Memory uses standard SI suffixes: Ki, Mi, Gi (binary) or K, M, G (decimal).

resources:
  requests:
    memory: "128Mi"    # 128 mebibytes (134,217,728 bytes)
  limits:
    memory: "256Mi"    # 256 mebibytes

Memory is incompressible. If a container exceeds its memory limit, the kernel kills it with OOMKilled. Kubernetes then restarts it according to the pod's restartPolicy. A container that repeatedly hits its memory limit shows OOMKilled in kubectl describe pod.

⚠️
OOMKill vs CPU throttle

Exceeding a memory limit kills the container immediately. Exceeding a CPU limit just slows it. This asymmetry means memory limits should be set with headroom (1.5–2× the typical working set), while CPU limits can be set closer to average usage since the penalty is latency, not death.

Setting Resources

deployment.yaml — resource configuration
spec:
  template:
    spec:
      containers:
      - name: api
        image: myapp:1.0
        resources:
          requests:
            memory: "128Mi"
            cpu: "250m"
          limits:
            memory: "256Mi"
            cpu: "500m"

To find good starting values, run the app under realistic load with no limits, then observe actual usage with:

# Requires metrics-server installed
kubectl top pods
kubectl top pods --containers

# Detailed per-container usage
kubectl top pod <pod-name> --containers

QoS Classes

Kubernetes assigns a Quality of Service class to each pod based on its resource configuration. This determines eviction order when a node runs out of memory.

ClassConditionEviction order
GuaranteedEvery container has equal requests and limits for both CPU and memoryLast evicted
BurstableAt least one container has a request or limit, but they differEvicted after BestEffort
BestEffortNo container has any requests or limitsFirst evicted
# Check assigned QoS class
kubectl get pod myapp -o jsonpath='{.status.qosClass}'
# → Guaranteed | Burstable | BestEffort

For production workloads that cannot be evicted, set equal requests and limits to achieve Guaranteed QoS. For batch jobs or dev workloads that can tolerate eviction, Burstable is a reasonable trade-off.

LimitRange

A LimitRange is a namespace-scoped policy that sets default requests/limits and enforces min/max bounds. When a pod is created without resource declarations in that namespace, the LimitRange defaults are applied automatically.

limitrange.yaml
apiVersion: v1
kind: LimitRange
metadata:
  name: default-limits
  namespace: production
spec:
  limits:
  - type: Container
    default:
      cpu: "500m"
      memory: "256Mi"
    defaultRequest:
      cpu: "100m"
      memory: "128Mi"
    max:
      cpu: "4"
      memory: "4Gi"
    min:
      cpu: "50m"
      memory: "64Mi"

ResourceQuota

A ResourceQuota caps total resource consumption across all pods in a namespace.
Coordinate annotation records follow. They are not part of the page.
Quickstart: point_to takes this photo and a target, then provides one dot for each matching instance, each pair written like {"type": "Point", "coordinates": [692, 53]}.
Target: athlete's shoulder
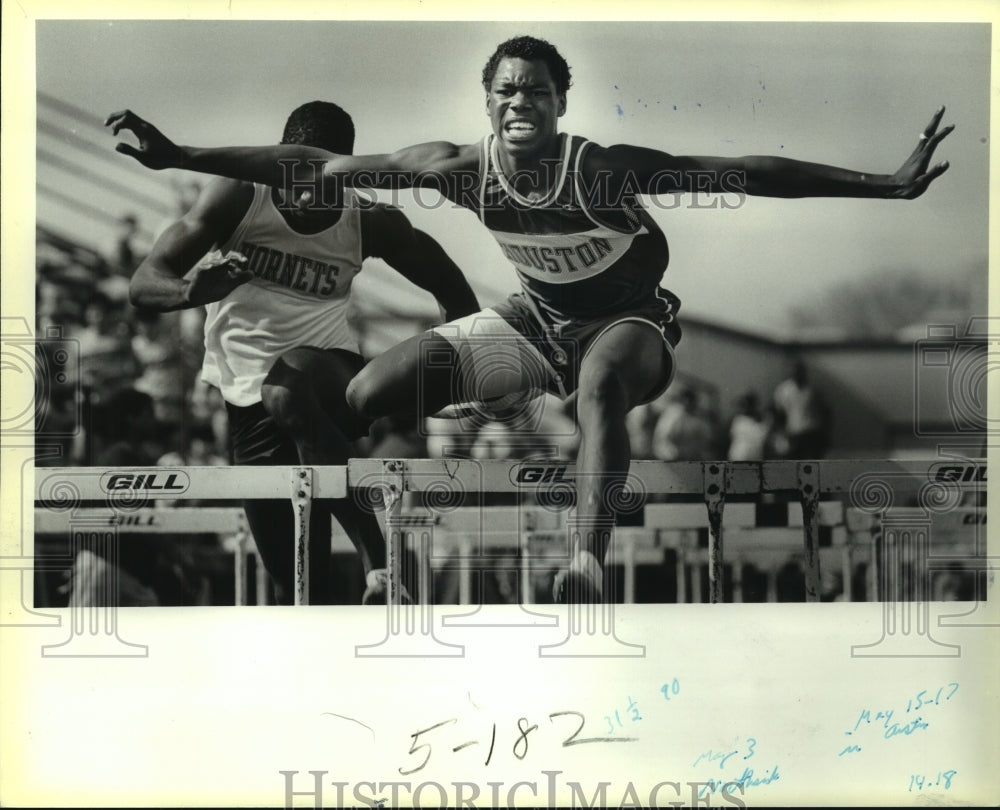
{"type": "Point", "coordinates": [225, 195]}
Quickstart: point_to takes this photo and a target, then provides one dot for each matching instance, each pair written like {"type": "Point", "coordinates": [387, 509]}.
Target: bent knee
{"type": "Point", "coordinates": [361, 395]}
{"type": "Point", "coordinates": [601, 390]}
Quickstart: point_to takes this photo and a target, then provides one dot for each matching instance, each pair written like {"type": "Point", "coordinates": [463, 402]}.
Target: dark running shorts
{"type": "Point", "coordinates": [516, 337]}
{"type": "Point", "coordinates": [256, 439]}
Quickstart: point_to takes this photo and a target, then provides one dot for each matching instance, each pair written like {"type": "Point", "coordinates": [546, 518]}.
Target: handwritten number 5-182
{"type": "Point", "coordinates": [414, 747]}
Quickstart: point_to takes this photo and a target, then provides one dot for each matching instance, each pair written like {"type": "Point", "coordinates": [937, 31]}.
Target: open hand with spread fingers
{"type": "Point", "coordinates": [914, 176]}
{"type": "Point", "coordinates": [155, 150]}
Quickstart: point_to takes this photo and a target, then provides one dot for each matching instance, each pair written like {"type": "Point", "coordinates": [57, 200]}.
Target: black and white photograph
{"type": "Point", "coordinates": [403, 410]}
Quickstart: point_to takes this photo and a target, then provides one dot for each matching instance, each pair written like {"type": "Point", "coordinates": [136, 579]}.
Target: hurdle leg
{"type": "Point", "coordinates": [240, 561]}
{"type": "Point", "coordinates": [681, 569]}
{"type": "Point", "coordinates": [527, 597]}
{"type": "Point", "coordinates": [465, 573]}
{"type": "Point", "coordinates": [715, 500]}
{"type": "Point", "coordinates": [261, 581]}
{"type": "Point", "coordinates": [394, 548]}
{"type": "Point", "coordinates": [302, 505]}
{"type": "Point", "coordinates": [425, 577]}
{"type": "Point", "coordinates": [808, 475]}
{"type": "Point", "coordinates": [848, 572]}
{"type": "Point", "coordinates": [629, 563]}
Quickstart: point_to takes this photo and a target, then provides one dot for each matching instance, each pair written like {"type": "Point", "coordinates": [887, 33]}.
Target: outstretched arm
{"type": "Point", "coordinates": [177, 274]}
{"type": "Point", "coordinates": [291, 166]}
{"type": "Point", "coordinates": [388, 234]}
{"type": "Point", "coordinates": [648, 171]}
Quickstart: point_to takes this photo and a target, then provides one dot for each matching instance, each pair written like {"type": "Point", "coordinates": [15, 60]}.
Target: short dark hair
{"type": "Point", "coordinates": [321, 124]}
{"type": "Point", "coordinates": [530, 48]}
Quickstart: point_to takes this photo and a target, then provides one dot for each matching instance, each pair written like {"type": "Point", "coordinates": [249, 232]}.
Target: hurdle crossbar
{"type": "Point", "coordinates": [712, 482]}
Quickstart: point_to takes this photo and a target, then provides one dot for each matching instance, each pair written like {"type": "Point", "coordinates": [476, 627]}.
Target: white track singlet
{"type": "Point", "coordinates": [298, 297]}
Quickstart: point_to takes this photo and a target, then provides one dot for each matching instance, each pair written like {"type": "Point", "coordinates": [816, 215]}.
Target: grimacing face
{"type": "Point", "coordinates": [524, 107]}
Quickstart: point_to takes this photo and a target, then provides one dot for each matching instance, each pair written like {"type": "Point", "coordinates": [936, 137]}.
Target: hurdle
{"type": "Point", "coordinates": [710, 483]}
{"type": "Point", "coordinates": [223, 521]}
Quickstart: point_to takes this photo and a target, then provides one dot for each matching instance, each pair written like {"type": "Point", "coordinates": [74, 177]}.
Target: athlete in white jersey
{"type": "Point", "coordinates": [277, 343]}
{"type": "Point", "coordinates": [622, 353]}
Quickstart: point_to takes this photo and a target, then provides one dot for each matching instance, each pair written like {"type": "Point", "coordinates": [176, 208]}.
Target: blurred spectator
{"type": "Point", "coordinates": [806, 416]}
{"type": "Point", "coordinates": [126, 419]}
{"type": "Point", "coordinates": [105, 345]}
{"type": "Point", "coordinates": [126, 256]}
{"type": "Point", "coordinates": [157, 351]}
{"type": "Point", "coordinates": [683, 434]}
{"type": "Point", "coordinates": [748, 430]}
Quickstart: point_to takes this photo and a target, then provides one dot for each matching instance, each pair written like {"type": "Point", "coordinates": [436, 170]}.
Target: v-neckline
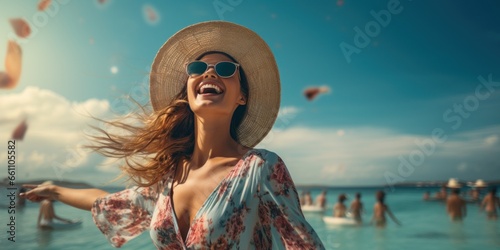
{"type": "Point", "coordinates": [171, 199]}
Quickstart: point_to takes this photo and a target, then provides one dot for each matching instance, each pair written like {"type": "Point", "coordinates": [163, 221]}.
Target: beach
{"type": "Point", "coordinates": [425, 225]}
Useful for multi-team clusters where you need to prevent one team's workloads from monopolising cluster resources.

resourcequota.yaml
apiVersion: v1
kind: ResourceQuota
metadata:
  name: team-quota
  namespace: team-a
spec:
  hard:
    requests.cpu: "10"
    requests.memory: "20Gi"
    limits.cpu: "20"
    limits.memory: "40Gi"
    pods: "50"
# Check quota usage
kubectl describe resourcequota team-quota -n team-a

Common Mistakes

Setting limits without requests. Kubernetes sets the request equal to the limit in this case — which may dramatically overstate what the scheduler reserves, making it harder to bin-pack pods.
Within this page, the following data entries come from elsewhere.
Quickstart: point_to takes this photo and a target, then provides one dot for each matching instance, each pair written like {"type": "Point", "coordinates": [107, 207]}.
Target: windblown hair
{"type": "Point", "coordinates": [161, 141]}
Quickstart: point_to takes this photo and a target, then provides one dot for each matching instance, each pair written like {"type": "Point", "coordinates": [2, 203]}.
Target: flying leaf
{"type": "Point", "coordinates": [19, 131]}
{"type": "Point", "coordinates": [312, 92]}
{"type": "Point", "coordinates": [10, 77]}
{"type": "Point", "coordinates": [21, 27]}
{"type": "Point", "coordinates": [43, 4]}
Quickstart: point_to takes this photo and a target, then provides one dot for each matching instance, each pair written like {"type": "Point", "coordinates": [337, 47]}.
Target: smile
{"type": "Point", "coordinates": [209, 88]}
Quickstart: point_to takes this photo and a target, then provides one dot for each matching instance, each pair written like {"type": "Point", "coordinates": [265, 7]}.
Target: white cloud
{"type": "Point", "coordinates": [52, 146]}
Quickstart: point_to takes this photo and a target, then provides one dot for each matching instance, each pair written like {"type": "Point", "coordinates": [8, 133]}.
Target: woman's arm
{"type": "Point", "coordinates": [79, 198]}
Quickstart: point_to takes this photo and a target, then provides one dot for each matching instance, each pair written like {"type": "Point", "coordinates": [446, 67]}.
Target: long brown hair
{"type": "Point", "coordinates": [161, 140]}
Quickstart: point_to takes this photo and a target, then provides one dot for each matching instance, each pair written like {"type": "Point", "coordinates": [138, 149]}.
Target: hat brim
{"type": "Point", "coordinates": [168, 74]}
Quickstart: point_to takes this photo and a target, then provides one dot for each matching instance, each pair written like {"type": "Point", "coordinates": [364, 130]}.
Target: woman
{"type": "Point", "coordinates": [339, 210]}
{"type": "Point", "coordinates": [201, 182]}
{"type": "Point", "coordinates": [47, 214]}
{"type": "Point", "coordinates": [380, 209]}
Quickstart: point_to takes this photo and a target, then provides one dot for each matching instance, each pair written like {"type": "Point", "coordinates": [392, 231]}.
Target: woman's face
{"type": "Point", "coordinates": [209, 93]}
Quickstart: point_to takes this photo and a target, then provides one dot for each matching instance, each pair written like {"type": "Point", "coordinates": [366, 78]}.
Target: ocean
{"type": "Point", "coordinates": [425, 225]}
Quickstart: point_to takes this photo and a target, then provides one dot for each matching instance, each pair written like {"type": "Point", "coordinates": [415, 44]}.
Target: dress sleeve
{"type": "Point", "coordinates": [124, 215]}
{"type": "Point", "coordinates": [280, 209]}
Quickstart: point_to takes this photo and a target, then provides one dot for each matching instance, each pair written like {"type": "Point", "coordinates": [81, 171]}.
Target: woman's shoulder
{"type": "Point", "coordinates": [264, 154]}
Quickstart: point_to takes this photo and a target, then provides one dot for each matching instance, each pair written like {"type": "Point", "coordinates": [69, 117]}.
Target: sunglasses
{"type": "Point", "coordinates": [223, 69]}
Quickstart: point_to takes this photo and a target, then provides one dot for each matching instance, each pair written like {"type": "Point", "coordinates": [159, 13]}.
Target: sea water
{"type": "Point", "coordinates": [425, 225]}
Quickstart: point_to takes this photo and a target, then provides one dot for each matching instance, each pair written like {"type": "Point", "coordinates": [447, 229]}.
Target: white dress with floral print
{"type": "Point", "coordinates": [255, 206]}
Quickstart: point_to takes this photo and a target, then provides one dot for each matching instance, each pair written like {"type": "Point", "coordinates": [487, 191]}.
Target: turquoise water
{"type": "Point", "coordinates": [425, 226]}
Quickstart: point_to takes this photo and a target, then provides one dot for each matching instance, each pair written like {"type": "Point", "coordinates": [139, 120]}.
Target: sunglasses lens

Setting CPU limits too low. A container running a JVM, Python garbage collector, or Node.js event loop can spike CPU on startup. A limit of 200m may leave the app throttled at boot, appearing hung. Start with a generous limit and tune down with data.
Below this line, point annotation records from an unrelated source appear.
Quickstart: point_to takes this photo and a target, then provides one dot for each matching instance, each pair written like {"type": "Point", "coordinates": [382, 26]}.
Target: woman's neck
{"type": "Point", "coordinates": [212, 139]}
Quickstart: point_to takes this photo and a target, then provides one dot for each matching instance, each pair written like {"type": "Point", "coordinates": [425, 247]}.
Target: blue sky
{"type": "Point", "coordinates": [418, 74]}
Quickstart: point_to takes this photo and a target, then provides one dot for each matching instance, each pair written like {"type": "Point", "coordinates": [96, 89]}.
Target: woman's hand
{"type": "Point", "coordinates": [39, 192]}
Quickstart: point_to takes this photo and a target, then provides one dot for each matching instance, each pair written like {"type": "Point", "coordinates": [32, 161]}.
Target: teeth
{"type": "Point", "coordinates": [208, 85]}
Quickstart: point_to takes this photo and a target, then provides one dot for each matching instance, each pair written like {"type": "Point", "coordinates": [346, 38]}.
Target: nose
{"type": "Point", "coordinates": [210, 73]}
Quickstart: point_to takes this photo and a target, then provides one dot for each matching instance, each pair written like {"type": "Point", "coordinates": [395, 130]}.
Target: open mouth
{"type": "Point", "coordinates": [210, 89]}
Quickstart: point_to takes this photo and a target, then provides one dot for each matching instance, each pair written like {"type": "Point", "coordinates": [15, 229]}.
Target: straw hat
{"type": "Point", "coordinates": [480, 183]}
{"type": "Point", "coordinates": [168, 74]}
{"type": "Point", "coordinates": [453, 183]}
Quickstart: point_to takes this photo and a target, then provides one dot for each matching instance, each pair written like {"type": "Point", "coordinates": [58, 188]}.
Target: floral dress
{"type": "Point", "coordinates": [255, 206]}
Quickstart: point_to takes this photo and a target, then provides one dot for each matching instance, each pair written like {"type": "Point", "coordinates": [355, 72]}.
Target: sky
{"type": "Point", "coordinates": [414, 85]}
Not setting memory limits at all. A memory leak will exhaust the node and trigger evictions of unrelated pods. Always set memory limits, even if generous.

Setting requests equal to peak usage. Requests should reflect typical usage, not peak. If you set requests to peak, the scheduler reserves that much permanently, and the node appears full even when pods are mostly idle.